With the great out-of-doors, as with cuisine, there’s no disputing matters of taste. One person’s caviar is another’s soggy dumpling. For myself, I’ve always preferred a good healthy slog through an ancient forest to the more easeful charms of a beach. So it was that, shortly after I arrived on Orcas Island, I began hiking along the Cold Spring Trail. At one point, I encountered two naked back-packers, a man and a woman in their sixties. Both of them stared at my fully- clothed self as if I was some sort of oddity…
Orcas is the largest and most idiosyncratic of the San Juan Islands. It was named not for the toothed whale that belongs to the dolphin family, but for an 18th century viceroy of Mexico who possessed thirteen names, one of which was Horcasitas. Locals call the island Planet Orcas because it isn’t at all like the rest of the country. Taking the ferry to the mainland, they say, “Unfortunately, I’m going to America…”
“This is as far as you can go in self-exile,” one of my guides, a former resident of Los Angeles, told me. He added that the reason he lives here is not so much because of what the horseshoe-shaped island has, but because of what it doesn’t have—traffic lights, big condo developments, Kentucky Fried Chickens, Burger Kings, and a McDonalds.
What Orcas does have is an abundance of lakes, mountains, and moss-covered habitats. Not surprisingly, it has an abundance of wildlife, too. You’ll often see an eagle flying off with the corpse of a small mammal in its beak. Or you’ll see an otter crossing a river, then posing on the opposite side for your camera. And every time I looked out the window of my room at the aptly named Outlook Inn, I could see fleets of bufflehead ducks, geese, loons, and gulls.
The island probably owes its naturalness to environmentalist John Muir, who traveled (in his words) “anywhere that is wild.” In 1879, Muir met a man named Robert Moran when the two of them were heading up to Alaska on a boat called the California, and they spent quite a bit of time hobnobbing.
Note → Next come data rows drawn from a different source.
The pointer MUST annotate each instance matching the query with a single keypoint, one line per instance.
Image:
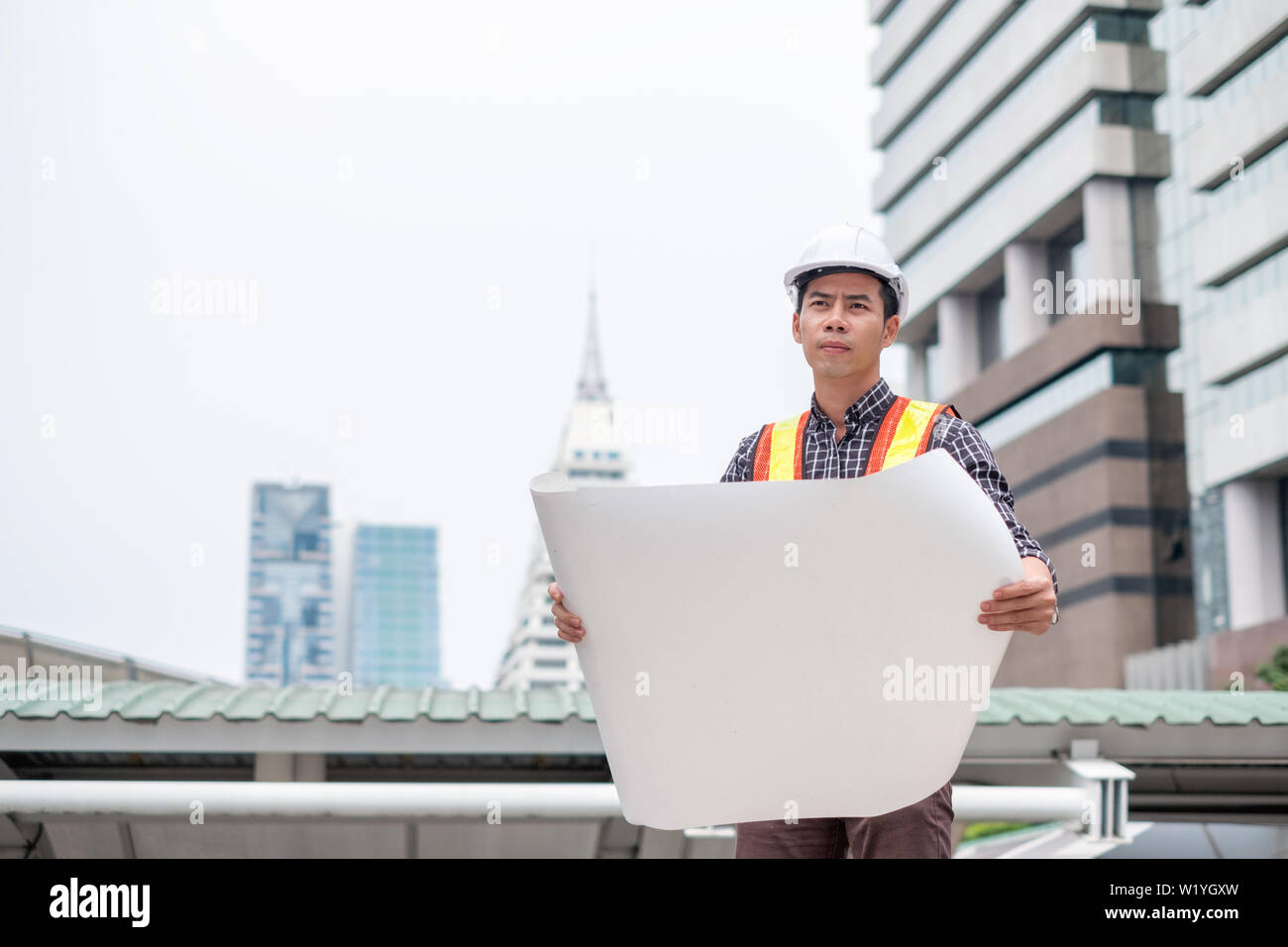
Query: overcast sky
(406, 195)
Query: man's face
(842, 326)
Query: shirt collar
(871, 406)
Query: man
(849, 296)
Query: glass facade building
(290, 630)
(394, 629)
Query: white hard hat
(845, 248)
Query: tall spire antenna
(590, 385)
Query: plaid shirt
(824, 457)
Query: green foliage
(979, 830)
(1275, 671)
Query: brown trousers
(921, 830)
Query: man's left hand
(1022, 605)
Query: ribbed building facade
(1223, 231)
(290, 628)
(1020, 169)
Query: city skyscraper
(1019, 196)
(536, 656)
(394, 631)
(1223, 250)
(290, 630)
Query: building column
(1108, 234)
(1021, 321)
(1253, 552)
(958, 343)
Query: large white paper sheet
(785, 648)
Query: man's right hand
(567, 622)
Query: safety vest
(905, 433)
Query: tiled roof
(1028, 705)
(183, 701)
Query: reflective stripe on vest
(905, 433)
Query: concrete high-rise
(1223, 254)
(1019, 187)
(536, 655)
(290, 630)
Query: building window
(991, 303)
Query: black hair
(889, 299)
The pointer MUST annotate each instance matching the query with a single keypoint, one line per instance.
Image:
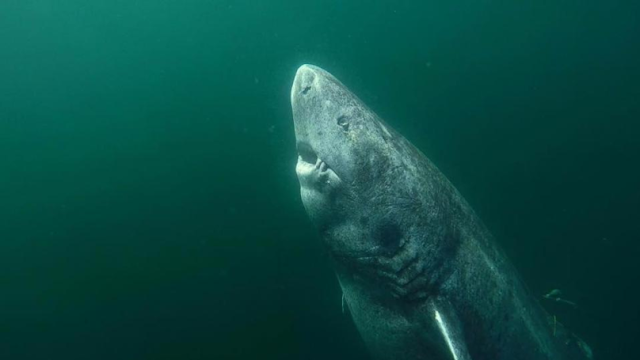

This meeting seems to have made a strong impression on Moran, later a wealthy shipbuilder as well as mayor of Seattle, for when he took up residence on Orcas, he purchased, then donated more than 5,200 acres to the state.
The most prominent feature in what is now called Moran State Park is 2,499 foot Mt. Constitution, which was named not for our country’s sometimes suspect supreme law, but for the wooden-hulled, three-masted frigate that played such a significant role in the War of 1812. From the mountain’s summit, I could see a panorama that included Mt. Baker, Mt. Rainier, and the mountains of the Olympic Peninsula, but not a single mall or superhighway. This view gave me what locals refer to as “an orcasm.”
On another day, I was hiking along the Obstruction Pass Trail, and the surrounding world was so utterly quiet that it brought a slight whistling to my ears. Suddenly a raven seated on the branch of a Doug fir made an expostulating croak that seemed to ask me, “Hey! You seen any lemmings or mice lately?”
The island’s natural bounty doesn’t mean it lacks amenities, however.
The number of good restaurants is remarkable for a place that has only 4,894 year-round residents. Being a shellfish addict, I sampled oysters at a number of these restaurants. Here I should mention that all the oysters I ate were local. Let me repeat that word. Local. For a restaurant on Orcas would no more serve oysters from elsewhere than it would serve Kentucky Fried Chicken.
At Doe Bay Resort, formerly an institute for holistic health, I had a cabin whose chief amenity was not so much its comfort as the fact that it didn’t have a TV. Nor do any of Doe Bay’s cabins, yurts, or rooms have a TV. But the Resort does have a popular clothing optional hot tub in which I found myself seated next to a professor from Seattle who was reading a very moist copy of Anna Karenina. “Poor Anna!” he said to me. “She would have been much happier on Orcas than she was in Russia…”
Other island amenities include: Darville’s, a splendid independent bookstore; a natural history museum full of Native American artifacts; and a 40-mph speed limit. Then there’s the ghost who sometimes appears at the desk of the Outlook Inn. Reputedly, this ghost has a soft, lovely voice and a very cheerful disposition. How could she be anything but cheerful on Orcas Island?
Lawrence Millman wears many hats. He is a mycologist, an Arctic explorer, a travel writer, an ethnographer, and a bona fide neo-Luddite. His 16 books include such titles as Last Places, A Kayak Full of Ghosts, Last Places, Our Like Will Not Be There Again, Fascinating Fungi of New England, and — most recently — At the End of the World. He lives in Cambridge, MA, but is thinking of emigrating to Orcas Island.